While usability is a key concept in designing learning – especially the examination of context, and user/student needs, it is missing two other key components. While Issa and Isaias (2015) suggest that the user factors in HCI include motivation, enjoyment and experience level (p. 28) it does not adequately address cultural factors of the user/student. While culture will contribute to levels of access and equity, these factors are often great indicators of success in an educational context. This framework is very much built on western ways of knowing and draws from behaviourist theories of development. For instance, when the designed system works, the user is rewarded (by receiving information, having the computer complete a task, etc.). There is no real opportunity to design for remediation and it appears to have a very binary approach to solving complex problems.
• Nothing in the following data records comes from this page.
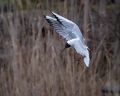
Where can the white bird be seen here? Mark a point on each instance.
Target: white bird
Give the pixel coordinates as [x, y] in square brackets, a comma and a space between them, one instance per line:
[72, 33]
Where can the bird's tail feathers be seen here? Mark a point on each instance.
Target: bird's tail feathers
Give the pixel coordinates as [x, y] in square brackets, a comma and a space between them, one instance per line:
[86, 59]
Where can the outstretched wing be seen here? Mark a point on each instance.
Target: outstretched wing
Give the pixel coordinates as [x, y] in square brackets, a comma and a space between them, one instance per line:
[69, 25]
[60, 28]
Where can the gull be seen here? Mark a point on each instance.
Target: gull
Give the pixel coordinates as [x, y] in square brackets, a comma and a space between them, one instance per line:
[71, 32]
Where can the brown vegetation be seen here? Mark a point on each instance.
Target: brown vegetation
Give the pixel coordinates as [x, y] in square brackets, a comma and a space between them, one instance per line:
[31, 61]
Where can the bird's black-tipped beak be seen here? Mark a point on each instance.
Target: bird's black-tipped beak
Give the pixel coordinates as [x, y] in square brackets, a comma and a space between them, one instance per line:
[63, 49]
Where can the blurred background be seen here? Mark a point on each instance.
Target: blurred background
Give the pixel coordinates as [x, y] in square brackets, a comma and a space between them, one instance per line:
[31, 61]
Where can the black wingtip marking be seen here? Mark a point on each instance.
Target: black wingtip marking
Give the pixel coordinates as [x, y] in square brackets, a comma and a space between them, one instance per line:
[57, 18]
[45, 16]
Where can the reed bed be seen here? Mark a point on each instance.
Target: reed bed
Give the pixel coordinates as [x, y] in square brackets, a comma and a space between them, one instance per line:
[31, 61]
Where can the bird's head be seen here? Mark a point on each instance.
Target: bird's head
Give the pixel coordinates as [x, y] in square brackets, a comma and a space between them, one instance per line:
[66, 46]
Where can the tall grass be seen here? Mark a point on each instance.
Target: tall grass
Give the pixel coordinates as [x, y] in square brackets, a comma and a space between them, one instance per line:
[31, 61]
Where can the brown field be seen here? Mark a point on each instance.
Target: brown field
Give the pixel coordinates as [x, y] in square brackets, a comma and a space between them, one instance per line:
[31, 61]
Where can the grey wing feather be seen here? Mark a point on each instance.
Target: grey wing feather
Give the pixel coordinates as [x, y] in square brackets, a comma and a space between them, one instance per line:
[69, 25]
[59, 28]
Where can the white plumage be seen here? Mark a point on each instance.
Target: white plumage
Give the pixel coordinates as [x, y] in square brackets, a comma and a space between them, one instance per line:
[71, 32]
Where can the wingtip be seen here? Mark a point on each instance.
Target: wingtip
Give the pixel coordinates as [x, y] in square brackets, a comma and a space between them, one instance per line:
[45, 16]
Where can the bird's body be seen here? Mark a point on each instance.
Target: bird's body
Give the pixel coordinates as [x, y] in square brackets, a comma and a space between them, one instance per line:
[71, 32]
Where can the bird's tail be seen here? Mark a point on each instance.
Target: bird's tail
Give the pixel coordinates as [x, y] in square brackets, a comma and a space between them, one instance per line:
[86, 59]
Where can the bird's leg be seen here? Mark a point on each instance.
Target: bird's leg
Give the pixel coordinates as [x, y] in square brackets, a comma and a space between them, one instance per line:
[82, 57]
[79, 59]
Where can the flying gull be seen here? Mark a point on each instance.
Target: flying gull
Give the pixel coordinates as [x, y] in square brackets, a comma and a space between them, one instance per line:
[72, 33]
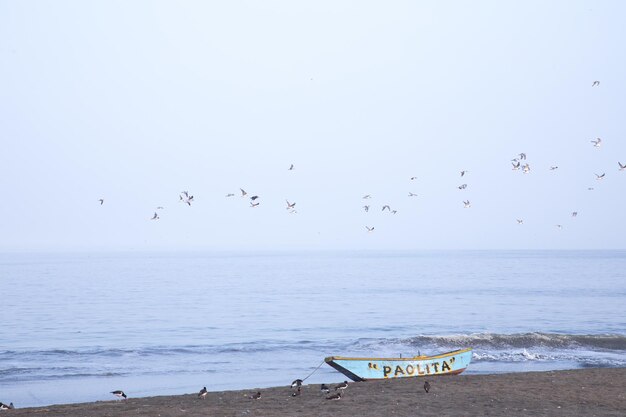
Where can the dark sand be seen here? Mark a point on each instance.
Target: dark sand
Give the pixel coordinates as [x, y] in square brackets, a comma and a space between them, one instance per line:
[585, 392]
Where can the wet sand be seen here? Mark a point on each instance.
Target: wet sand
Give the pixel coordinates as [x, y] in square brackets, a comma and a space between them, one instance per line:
[585, 392]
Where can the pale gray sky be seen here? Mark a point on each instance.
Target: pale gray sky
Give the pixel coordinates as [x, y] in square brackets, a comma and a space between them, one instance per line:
[135, 101]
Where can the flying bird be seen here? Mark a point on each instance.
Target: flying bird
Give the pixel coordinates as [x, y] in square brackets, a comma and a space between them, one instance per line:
[119, 393]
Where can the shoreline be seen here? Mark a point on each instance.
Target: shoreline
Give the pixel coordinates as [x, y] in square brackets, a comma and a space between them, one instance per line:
[579, 392]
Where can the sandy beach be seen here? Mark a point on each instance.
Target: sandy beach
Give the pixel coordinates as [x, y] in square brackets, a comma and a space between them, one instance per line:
[586, 392]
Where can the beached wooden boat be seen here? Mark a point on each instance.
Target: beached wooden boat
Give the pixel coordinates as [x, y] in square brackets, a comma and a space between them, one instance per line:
[361, 369]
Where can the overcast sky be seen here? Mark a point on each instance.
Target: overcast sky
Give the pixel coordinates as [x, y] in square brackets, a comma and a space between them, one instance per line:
[136, 101]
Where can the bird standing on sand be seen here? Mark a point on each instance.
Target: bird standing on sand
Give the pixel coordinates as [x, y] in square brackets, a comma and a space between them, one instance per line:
[342, 386]
[119, 393]
[334, 397]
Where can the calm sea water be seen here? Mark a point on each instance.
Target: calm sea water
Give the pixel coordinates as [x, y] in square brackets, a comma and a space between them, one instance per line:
[77, 326]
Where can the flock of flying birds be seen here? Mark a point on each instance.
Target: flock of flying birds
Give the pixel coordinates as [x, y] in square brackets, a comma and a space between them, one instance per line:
[519, 163]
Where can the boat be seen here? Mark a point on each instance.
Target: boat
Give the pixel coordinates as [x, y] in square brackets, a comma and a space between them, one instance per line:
[362, 369]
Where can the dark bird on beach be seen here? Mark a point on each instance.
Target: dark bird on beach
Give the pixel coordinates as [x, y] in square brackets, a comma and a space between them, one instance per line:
[334, 397]
[119, 393]
[342, 386]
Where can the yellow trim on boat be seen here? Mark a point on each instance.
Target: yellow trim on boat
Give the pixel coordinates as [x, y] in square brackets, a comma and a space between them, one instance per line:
[420, 357]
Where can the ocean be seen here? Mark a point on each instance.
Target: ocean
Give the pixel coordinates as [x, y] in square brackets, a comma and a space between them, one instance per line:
[77, 326]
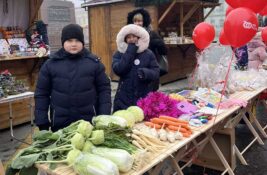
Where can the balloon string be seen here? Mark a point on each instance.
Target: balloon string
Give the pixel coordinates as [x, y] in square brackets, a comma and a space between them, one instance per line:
[192, 79]
[224, 86]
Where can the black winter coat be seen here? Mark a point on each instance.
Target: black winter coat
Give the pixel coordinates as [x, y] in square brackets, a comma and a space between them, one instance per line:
[74, 87]
[131, 87]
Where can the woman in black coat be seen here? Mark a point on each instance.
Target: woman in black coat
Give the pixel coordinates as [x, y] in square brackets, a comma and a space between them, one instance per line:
[142, 18]
[135, 64]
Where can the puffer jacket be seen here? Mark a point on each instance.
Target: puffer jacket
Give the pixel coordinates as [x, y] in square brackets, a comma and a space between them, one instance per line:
[256, 53]
[74, 87]
[131, 61]
[156, 44]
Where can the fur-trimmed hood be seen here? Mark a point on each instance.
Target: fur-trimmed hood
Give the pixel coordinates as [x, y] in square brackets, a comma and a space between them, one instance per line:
[143, 41]
[143, 12]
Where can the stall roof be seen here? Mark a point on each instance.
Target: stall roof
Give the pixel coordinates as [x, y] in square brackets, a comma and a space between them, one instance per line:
[204, 3]
[99, 2]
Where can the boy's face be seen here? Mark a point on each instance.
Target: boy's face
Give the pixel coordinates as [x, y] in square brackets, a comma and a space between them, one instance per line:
[131, 38]
[73, 46]
[138, 22]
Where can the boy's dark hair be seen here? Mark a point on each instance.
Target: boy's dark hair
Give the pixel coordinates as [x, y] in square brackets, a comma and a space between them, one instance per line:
[72, 31]
[143, 12]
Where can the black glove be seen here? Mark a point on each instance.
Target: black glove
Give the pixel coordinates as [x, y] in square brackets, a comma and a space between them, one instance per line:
[132, 48]
[44, 127]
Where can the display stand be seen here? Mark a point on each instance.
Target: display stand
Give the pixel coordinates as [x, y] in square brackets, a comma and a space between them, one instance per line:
[10, 100]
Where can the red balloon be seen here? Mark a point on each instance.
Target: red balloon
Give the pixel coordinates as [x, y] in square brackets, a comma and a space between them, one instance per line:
[203, 35]
[228, 10]
[233, 3]
[254, 5]
[240, 26]
[223, 40]
[264, 34]
[264, 11]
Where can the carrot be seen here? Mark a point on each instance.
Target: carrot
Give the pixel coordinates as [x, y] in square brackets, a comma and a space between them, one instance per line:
[152, 125]
[173, 119]
[186, 134]
[177, 128]
[168, 122]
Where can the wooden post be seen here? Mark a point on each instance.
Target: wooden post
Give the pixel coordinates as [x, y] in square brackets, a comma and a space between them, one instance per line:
[181, 19]
[166, 12]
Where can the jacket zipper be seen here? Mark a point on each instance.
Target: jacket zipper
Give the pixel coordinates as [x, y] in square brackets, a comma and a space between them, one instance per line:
[54, 111]
[94, 110]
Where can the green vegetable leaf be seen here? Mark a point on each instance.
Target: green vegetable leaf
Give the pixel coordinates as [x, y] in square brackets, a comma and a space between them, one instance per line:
[25, 161]
[11, 171]
[28, 171]
[52, 166]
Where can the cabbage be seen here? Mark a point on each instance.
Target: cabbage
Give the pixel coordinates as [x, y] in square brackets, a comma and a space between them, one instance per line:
[128, 116]
[97, 137]
[78, 141]
[87, 146]
[105, 120]
[137, 113]
[85, 128]
[120, 157]
[72, 156]
[90, 164]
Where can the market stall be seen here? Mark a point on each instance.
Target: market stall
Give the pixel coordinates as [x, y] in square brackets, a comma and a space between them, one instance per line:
[173, 20]
[22, 58]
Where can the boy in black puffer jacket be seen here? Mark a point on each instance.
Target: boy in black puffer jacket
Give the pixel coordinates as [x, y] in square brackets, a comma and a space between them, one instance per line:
[72, 83]
[135, 64]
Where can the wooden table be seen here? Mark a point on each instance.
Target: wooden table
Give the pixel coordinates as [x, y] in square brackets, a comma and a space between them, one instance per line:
[197, 141]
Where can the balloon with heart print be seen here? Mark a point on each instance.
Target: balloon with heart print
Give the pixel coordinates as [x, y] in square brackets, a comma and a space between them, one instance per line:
[255, 5]
[240, 26]
[222, 38]
[264, 11]
[203, 35]
[233, 3]
[228, 10]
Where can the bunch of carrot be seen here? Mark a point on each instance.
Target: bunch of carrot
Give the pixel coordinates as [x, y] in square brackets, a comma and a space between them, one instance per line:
[170, 124]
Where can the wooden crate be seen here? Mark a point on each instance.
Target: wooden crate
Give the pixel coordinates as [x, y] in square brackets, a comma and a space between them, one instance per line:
[21, 69]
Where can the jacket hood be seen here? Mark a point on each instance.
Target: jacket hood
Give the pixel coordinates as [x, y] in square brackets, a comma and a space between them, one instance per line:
[62, 54]
[145, 14]
[143, 41]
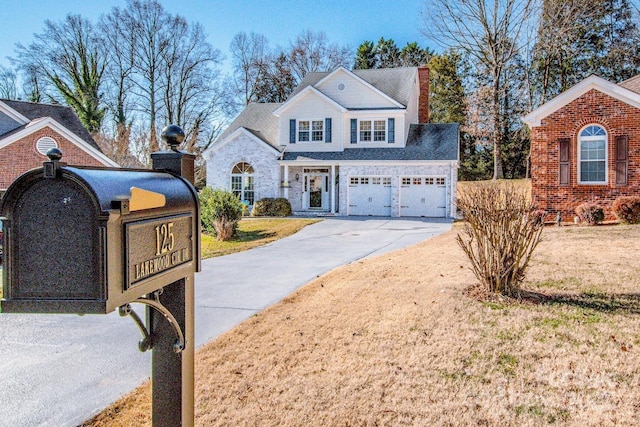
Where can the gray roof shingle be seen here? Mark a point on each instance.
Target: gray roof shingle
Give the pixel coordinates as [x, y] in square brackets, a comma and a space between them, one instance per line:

3. Revisit Woolgar’s (challenging but rewarding!) account of “usability gone wrong,” which demonstrates several ways a usability study ended up configuring ‘users,’ thereby undermining the usefulness of usability. Identify and discuss 2 of Woolgar’s examples.
At the crux of Woolgar’s arguments of configuring the user during usability trials it was particularly interesting how he suggested that physical location of user testing is a factor in the results of the testing. Of course, when conducting research, you try to control those variables, and it is very clear (to me) that usability testing is far less rigorous than controlled, double-blind research. However, Woolgar (1990, p. 78) recounts how recalling computer features at Brunel University was different than when in the Stratus offices. If we take this as a common occurrence across users, then how we interact with computers will be different based on physical location. So, it follows that bringing users into a testing area to gather feedback on usability will be different than if the device were provided in their usual operating environment.
A second instance of configuring the users is the selection of who is eligible to participate in user testing (Woolgar, 1990, p. 83) – in this case it is noted that often early adopters, and people who are predisposed to like the product would be ideal testers. However, it is entirely unlikely that these people would provide you a new user’s perspective, or someone who was predisposed to not like computers, or be unfamiliar with computers. In fact, the opposite would likely be the case – users who were familiar and comfortable with computers. It only follows that someone who was familiar with computers would be at least more capable of using them, having a concept of what to do with them.
4. Finally, discuss the two excerpts quoted at the top of this IP, that have been drawn from your readings for this unit, and discuss differences you see in these 2 positions on the uses of usability.
Issa and Isaias (2015) are suggesting that user testing is a feedback mechanism to further improve software and hardware and Woolgar (1990) is suggesting that user testing is a confirmation mechanism – to confirm the assumptions made in designing software and hardware. I see both of these linked to a philosophical debate as to the role of computers in human’s lives – whether humans control computers, or computers determine the actions of humans – and the truth is somewhere in the middle. It is dependent on your role with the computer. Computer programmers control what is possible and what is not within a game, or website. Human users subvert those possibilities through speedruns and other bending of the rules that humans put in place in the first place. Usability in the early days of computing would never have envisioned some of the ways people would have used computers.
Issa, T., & Isaias, P. (2015). Usability and human computer interaction (HCI) In Sustainable Design (pp. 19-35). Springer.
Woolgar, S. (1990). Configuring the user: The case of usability trials. The Sociological Review, 38(1, Suppl.), S58-S99.